As a follow up to a more recent article on Understanding Receptive and Expressive Language in Babies, I hope to share the things we have learned to encourage the development of your child’s language skills. It helped that my husband and I were right from the beginning a team with our desire to become pro active parents. We did not want to just stay in the sidelines and watch our child go with the flow. So far, in our four years, I can only say that we’re happy with the choices that we made. 🙂
It may seem trivial but the way we talk to our babies matter. As mentioned in the previous article, it is almost instant for anyone to turn into a “sing song, baby talk” mode when faced with a baby. When you are a new parent and do not know any better, this is probably going to be the default. As with other things about parenting, even this part should, as well, be intentional. Being my son’s primary caregiver from day one, I made it a point that I talked to him naturally. Talking through the things that I do that he sees, referring to myself as “Mama.” For instance, when I put him on his bath tub and get him ready for bath, I will tell him that “Mama is going to give Jed a bath.” It is also important to listen to how your child responds. Very often his little coos and aahhs would mean something. I remember getting this particular coo whenever he loved what we were doing together. It is probably one of the fun things we did when my son was still an infant. It was too short a time, more like a fleeting season that will never come back. Those times should be as treasured as the time that a baby utters his first word.

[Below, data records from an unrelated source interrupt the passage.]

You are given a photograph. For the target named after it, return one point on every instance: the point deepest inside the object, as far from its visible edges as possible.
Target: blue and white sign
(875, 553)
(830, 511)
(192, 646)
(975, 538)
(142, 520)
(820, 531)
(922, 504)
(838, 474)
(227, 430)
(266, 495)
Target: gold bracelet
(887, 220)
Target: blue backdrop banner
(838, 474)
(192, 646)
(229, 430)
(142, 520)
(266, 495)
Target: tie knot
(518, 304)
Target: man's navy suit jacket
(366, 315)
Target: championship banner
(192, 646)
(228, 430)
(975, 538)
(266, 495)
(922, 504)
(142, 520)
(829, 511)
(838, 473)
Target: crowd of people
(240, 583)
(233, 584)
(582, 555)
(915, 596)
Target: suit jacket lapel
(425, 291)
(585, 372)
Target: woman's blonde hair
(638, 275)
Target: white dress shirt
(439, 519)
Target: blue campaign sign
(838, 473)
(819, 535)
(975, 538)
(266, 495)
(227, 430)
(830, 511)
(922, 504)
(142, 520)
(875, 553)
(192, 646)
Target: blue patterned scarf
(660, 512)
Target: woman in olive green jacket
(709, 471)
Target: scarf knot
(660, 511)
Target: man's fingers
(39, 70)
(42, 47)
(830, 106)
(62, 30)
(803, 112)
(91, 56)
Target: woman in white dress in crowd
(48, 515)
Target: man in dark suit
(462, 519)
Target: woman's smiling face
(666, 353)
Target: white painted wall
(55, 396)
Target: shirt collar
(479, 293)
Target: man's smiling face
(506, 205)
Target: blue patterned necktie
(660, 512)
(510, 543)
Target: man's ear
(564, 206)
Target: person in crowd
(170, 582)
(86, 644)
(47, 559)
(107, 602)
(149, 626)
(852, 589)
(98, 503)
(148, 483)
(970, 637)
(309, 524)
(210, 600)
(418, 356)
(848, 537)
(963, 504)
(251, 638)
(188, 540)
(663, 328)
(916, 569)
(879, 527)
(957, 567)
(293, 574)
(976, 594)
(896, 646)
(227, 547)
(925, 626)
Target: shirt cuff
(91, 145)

As your child gets better at his words and utters his first syllables, he will naturally commit some speech mistakes, we call it in our vernacular “bulol.” It is expected but for some reason even the most unintelligible words of a child, a mother can understand (or at least the child’s primary caregiver). For some families, these things do not come as easy because of some developmental problems that are discovered along the way. But the thing about being intentional parents, early detection of whatever problem could help assist the child through the difficulty. The earlier the diagnosis is done, the better the odds are for your child to live normally.